Gangguan pascapersalinan depresif berkisar dari “postpartum blues,” yang terjadi dari 1 hingga 5 hari setelah kelahiran dan berlangsung hanya beberapa hari, 51 hingga depresi pascapersalinan dan psikosis pascapersalinan .
Depresi pascapersalinan umumnya dimulai pada 6 minggu hingga 4 bulan pascapersalinan dengan durasi berkisar antara 2 minggu hingga 12 bulan.
Dalam setting klinis dan penelitian, depresi pascapersalinan biasanya didefinisikan sebagai adanya gejala depresi yang terjadi hingga 12 bulan setelah kelahiran daripada definisi DSM atau ICD ( Stewart dan Vigod, 2016 ). Sebagai salah satu komplikasi kehamilan yang paling umum , prevalensi depresi pascapersalinan diperkirakan sekitar 9,2–19,2% ( Banti et al., 2011; Gavin et al., 2005 ), dengan variabilitas yang timbul dari kriteria diagnostik yang berbeda dan faktor spesifik populasi ( O’Hara dan McCabe, 2013 ).
Penyebab Depresi Post Partum
Studi telah menunjukkan hubungan dengan depresi sebelumnya dan penyakit kejiwaan lainnya , peristiwa kehidupan yang penuh tekanan, dan hubungan yang terganggu.
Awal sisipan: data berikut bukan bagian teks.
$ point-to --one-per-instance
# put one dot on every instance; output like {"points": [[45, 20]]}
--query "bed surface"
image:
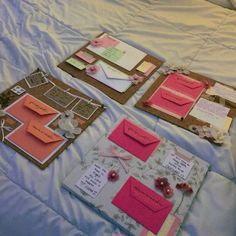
{"points": [[40, 33]]}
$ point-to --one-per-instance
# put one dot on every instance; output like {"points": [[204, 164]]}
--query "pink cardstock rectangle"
{"points": [[33, 146], [171, 103], [184, 84], [143, 204], [134, 139]]}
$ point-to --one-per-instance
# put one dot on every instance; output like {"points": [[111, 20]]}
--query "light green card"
{"points": [[112, 54], [76, 63]]}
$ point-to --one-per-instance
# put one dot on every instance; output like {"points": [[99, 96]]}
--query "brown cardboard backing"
{"points": [[38, 93], [189, 120], [119, 97]]}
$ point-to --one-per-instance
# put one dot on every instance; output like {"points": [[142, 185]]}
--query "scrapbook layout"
{"points": [[192, 101], [112, 66], [41, 116], [139, 181]]}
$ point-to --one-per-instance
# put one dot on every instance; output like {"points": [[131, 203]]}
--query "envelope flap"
{"points": [[188, 82], [113, 73], [139, 134], [172, 97], [44, 134], [38, 107], [147, 196]]}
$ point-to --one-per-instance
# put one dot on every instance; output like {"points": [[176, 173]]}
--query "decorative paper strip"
{"points": [[116, 57], [37, 124], [131, 201], [183, 88]]}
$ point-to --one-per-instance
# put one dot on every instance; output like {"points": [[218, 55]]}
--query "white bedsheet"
{"points": [[42, 33]]}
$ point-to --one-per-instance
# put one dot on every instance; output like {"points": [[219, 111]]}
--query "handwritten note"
{"points": [[85, 109], [210, 112], [177, 164], [223, 91], [112, 54], [59, 96], [93, 180]]}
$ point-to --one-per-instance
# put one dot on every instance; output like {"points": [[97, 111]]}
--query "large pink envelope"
{"points": [[143, 204], [134, 139], [171, 103], [184, 84]]}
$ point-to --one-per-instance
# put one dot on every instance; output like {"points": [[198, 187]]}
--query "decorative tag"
{"points": [[85, 109], [18, 90], [60, 96], [93, 180], [180, 166]]}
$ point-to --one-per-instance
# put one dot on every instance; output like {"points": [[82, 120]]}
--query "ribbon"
{"points": [[115, 154], [2, 127]]}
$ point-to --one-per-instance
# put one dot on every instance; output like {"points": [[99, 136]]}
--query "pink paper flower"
{"points": [[136, 79], [113, 175], [167, 192], [161, 183], [96, 42], [92, 69]]}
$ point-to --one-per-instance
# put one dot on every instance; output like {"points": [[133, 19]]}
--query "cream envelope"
{"points": [[112, 77]]}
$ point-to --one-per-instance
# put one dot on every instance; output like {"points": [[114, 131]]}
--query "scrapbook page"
{"points": [[112, 66], [41, 116], [192, 101], [139, 181]]}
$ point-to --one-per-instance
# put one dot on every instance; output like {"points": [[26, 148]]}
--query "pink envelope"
{"points": [[134, 139], [143, 204], [171, 103], [184, 84], [107, 41]]}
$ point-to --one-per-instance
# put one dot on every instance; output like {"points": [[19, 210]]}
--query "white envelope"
{"points": [[112, 77]]}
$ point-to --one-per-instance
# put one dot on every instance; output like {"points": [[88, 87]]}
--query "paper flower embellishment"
{"points": [[136, 79], [185, 188], [68, 126], [96, 42], [92, 69], [162, 184], [113, 175], [168, 69], [2, 112]]}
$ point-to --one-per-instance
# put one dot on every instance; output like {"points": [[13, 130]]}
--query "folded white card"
{"points": [[111, 77], [122, 54]]}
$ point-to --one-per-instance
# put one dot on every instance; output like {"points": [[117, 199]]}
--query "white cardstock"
{"points": [[177, 164], [93, 180]]}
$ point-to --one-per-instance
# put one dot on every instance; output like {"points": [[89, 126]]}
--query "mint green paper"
{"points": [[76, 63]]}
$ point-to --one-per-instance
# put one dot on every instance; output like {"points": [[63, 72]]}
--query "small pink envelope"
{"points": [[134, 139], [42, 133], [37, 106], [171, 103], [143, 204], [184, 84]]}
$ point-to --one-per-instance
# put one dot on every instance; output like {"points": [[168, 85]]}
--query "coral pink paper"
{"points": [[184, 85], [134, 139], [22, 138], [107, 41], [142, 204], [171, 103]]}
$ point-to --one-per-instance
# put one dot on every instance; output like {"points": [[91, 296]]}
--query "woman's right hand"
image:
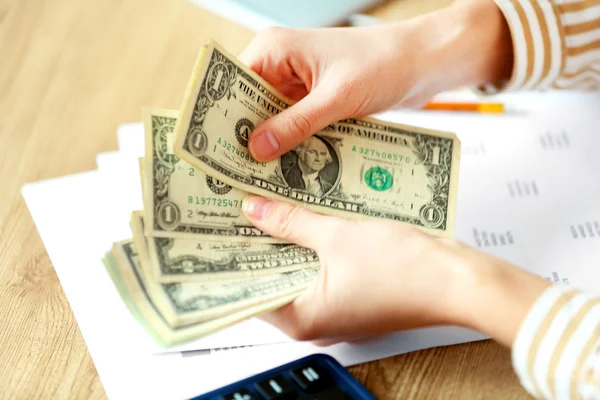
{"points": [[339, 73], [377, 277]]}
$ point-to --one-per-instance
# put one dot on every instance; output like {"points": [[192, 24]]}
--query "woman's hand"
{"points": [[339, 73], [379, 277]]}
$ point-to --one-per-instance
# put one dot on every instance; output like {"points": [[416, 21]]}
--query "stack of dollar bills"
{"points": [[195, 264]]}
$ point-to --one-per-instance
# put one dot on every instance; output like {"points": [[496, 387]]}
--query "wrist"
{"points": [[494, 297], [465, 44]]}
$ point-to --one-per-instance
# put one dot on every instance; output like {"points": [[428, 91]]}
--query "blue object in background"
{"points": [[316, 377], [258, 14]]}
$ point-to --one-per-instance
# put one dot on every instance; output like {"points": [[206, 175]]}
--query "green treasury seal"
{"points": [[378, 178]]}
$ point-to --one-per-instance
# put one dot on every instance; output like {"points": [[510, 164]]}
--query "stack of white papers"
{"points": [[528, 193]]}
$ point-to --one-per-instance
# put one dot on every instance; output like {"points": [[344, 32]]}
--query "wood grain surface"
{"points": [[71, 71]]}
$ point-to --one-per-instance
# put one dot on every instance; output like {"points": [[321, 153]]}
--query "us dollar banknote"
{"points": [[182, 260], [356, 168], [181, 201], [176, 313]]}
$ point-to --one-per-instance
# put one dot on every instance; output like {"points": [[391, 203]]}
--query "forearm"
{"points": [[495, 296]]}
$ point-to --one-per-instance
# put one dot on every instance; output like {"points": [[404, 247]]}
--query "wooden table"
{"points": [[70, 72]]}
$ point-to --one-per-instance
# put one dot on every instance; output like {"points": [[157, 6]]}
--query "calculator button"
{"points": [[241, 394], [311, 377], [276, 388], [332, 393]]}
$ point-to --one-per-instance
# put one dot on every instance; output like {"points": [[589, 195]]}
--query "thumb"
{"points": [[286, 130], [291, 223]]}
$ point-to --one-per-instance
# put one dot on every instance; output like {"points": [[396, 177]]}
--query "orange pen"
{"points": [[497, 108]]}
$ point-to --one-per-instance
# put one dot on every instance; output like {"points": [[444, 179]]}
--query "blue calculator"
{"points": [[316, 377]]}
Prediktor lain termasuk paritas tinggi, stres dalam kehamilan, isolasi sosial, kekurangan materi , dan dukungan sosial yang rendah . Riwayat depresi, dan depresi selama kehamilan, tampaknya menjadi beberapa prediktor terkuat muncul nya depresi post partum. Lebih jauh, faktor genetik telah terbukti menjelaskan 25-38% dari varians. Model psikososial akan menyarankan bahwa dukungan sosial yang baik setelah melahirkan akan melindungi wanita dari depresi, dan studi tampaknya mendukung hal ini. Jika, seperti yang disarankan, prevalensi depresi pascanatal tidak lebih besar daripada prevalensi pada wanita usia subur secara umum, dan jika PND terkait dengan faktor-faktor yang mirip dengan depresi pada wanita nonpostnatal, dapat dihipotesiskan bahwa depresi post partum bukanlah penyakit yang terpisah dari depresi secara umum.
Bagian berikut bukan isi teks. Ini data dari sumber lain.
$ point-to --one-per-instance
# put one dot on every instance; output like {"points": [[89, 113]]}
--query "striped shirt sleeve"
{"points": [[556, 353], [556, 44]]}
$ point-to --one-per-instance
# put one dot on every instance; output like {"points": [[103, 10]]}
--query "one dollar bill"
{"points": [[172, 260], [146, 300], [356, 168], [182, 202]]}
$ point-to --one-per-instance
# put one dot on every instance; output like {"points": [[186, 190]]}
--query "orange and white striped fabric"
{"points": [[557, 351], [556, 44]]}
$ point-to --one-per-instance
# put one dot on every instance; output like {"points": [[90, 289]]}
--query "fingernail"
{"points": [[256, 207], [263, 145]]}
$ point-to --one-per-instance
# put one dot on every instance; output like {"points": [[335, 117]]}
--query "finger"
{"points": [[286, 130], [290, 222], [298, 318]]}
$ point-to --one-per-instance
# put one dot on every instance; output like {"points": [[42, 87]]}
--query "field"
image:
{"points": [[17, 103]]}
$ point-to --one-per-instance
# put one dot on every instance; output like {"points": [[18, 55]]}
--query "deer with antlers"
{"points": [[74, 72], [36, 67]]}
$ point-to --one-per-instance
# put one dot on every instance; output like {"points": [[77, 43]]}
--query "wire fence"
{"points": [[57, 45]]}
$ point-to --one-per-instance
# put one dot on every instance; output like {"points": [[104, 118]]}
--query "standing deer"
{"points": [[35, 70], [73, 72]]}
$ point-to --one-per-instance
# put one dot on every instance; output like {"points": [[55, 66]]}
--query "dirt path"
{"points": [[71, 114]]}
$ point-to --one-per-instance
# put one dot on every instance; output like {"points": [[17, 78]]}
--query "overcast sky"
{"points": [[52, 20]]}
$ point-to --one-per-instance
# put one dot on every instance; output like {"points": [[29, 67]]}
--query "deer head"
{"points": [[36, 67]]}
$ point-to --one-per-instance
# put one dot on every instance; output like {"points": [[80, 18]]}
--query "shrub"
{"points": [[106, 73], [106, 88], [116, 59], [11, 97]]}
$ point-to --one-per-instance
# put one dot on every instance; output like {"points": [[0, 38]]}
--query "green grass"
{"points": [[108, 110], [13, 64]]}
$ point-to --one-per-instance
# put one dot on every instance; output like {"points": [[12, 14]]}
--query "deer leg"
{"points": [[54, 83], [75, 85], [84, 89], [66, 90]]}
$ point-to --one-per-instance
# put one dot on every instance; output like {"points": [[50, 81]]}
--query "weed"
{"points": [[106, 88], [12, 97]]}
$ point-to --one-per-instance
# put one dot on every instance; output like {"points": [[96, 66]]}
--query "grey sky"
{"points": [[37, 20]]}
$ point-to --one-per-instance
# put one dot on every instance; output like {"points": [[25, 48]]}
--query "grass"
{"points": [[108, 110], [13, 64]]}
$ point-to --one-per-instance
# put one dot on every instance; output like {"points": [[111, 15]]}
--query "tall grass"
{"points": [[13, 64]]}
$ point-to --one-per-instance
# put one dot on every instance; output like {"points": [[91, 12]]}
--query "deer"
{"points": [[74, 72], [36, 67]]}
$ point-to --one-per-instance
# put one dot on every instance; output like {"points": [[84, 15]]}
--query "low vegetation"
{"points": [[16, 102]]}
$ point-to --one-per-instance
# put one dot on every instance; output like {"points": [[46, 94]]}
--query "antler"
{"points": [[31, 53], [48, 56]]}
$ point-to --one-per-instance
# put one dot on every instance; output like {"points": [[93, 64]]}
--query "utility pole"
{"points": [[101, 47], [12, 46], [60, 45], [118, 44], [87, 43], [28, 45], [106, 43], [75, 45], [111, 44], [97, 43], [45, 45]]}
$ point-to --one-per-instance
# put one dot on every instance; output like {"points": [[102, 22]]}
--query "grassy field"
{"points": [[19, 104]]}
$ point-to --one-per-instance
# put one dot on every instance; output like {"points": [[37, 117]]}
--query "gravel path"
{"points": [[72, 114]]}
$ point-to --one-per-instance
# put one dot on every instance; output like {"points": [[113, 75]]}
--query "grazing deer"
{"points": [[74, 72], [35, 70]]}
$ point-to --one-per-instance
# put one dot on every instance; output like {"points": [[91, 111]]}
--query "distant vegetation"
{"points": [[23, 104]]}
Perubahan biologis spesifik dan penurunan dramatis hormon steroid gonadal berkontribusi pada etiologi PPD, yang secara tidak langsung dapat memengaruhi sistem biologis lain dalam tubuh setelah melahirkan. Selama kehamilan, estrogen dan progesteron meningkat secara eksponensial dibandingkan dengan peristiwa neuroendokrin lainnya dalam rentang hidup wanita sehat (misalnya, menstruasi, pubertas, menopause). Estriol meningkat sekitar 1000 kali lipat, sementara estradiol meningkat sekitar 50 kali lipat, diikuti oleh progesteron , 10 kali lipat dan prolaktin, 7 kali lipat (Yim dkk., 2015). Aktivitas metabolisme hati janin menghasilkan sintesis estriol yang diproduksi dalam konsentrasi tinggi selama kehamilan.
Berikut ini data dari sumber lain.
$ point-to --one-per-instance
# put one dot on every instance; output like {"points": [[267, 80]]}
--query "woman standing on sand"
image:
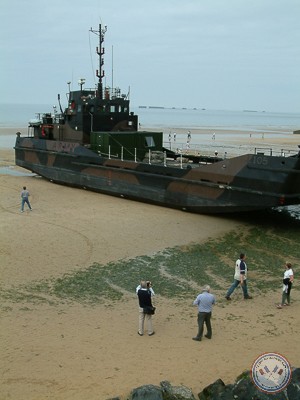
{"points": [[288, 278]]}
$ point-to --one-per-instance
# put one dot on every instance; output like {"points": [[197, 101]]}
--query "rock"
{"points": [[176, 392], [244, 389], [212, 391], [147, 392]]}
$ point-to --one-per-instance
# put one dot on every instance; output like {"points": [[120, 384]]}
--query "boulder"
{"points": [[147, 392], [176, 392]]}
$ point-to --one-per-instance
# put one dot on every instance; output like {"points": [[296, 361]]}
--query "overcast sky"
{"points": [[214, 54]]}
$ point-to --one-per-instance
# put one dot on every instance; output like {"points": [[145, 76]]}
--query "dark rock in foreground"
{"points": [[242, 389]]}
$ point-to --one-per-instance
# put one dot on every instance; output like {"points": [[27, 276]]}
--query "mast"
{"points": [[100, 51]]}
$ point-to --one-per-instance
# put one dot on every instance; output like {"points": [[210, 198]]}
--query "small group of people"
{"points": [[206, 300]]}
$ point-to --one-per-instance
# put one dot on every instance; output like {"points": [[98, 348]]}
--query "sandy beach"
{"points": [[71, 351]]}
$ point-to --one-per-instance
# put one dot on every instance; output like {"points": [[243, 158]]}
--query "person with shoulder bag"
{"points": [[146, 309]]}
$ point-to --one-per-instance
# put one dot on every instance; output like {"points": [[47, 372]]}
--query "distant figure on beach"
{"points": [[145, 301], [25, 199], [205, 302], [288, 278], [240, 278], [149, 287]]}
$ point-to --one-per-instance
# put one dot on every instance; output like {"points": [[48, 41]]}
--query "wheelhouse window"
{"points": [[149, 141]]}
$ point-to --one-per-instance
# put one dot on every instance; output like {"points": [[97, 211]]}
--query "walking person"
{"points": [[288, 278], [205, 302], [240, 278], [25, 199], [145, 301]]}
![Diagram skematik tentang bagaimana faktor gizi mengurangi efek depresi pascapersalinan karena faktor biologis.](https://idtesis.com/wp-content/uploads/Diagram-skematik-tentang-bagaimana-faktor-gizi-mengurangi-efek-depresi-pascapersalinan-karena-faktor-biologis-1024x671.jpg)
Diagram skematik tentang bagaimana faktor gizi mengurangi efek depresi pascapersalinan karena faktor biologis.
Depresi Pascapersalinan Pada Ibu
Depresi pascapersalinan masih kurang dikenali dan depresi prapersalinan bahkan kurang dipahami dengan baik. Banyak ibu yang mengalami depresi tetap tidak diobati, dan banyak wanita pascapersalinan mengabaikan, mengecilkan, atau menyangkal kondisi mereka. Depresi pascapersalinan secara serius mengurangi kenikmatan hidup ibu dan memengaruhi hubungan ibu-bayi, perkembangan anak, dan hubungan keluarga secara keseluruhan. Depresi pascapersalinan adalah jenis depresi unik yang biasanya terjadi dalam waktu 4 minggu setelah melahirkan. Faktor risikonya meliputi komplikasi selama persalinan dan/atau kelahiran, masalah kesehatan bayi, dan rendahnya kepercayaan diri orang tua.
Dampak Psikologis dan Penanganan Pengabaian Anak
![Hubungan potensial antara depresi pasca persalinan dengan Interaksi Ibu-Bayi](https://idtesis.com/wp-content/uploads/Hubungan-potensial-antara-depresi-pasca-persalinan-dengan-Interaksi-Ibu-Bayi-1024x427.jpg)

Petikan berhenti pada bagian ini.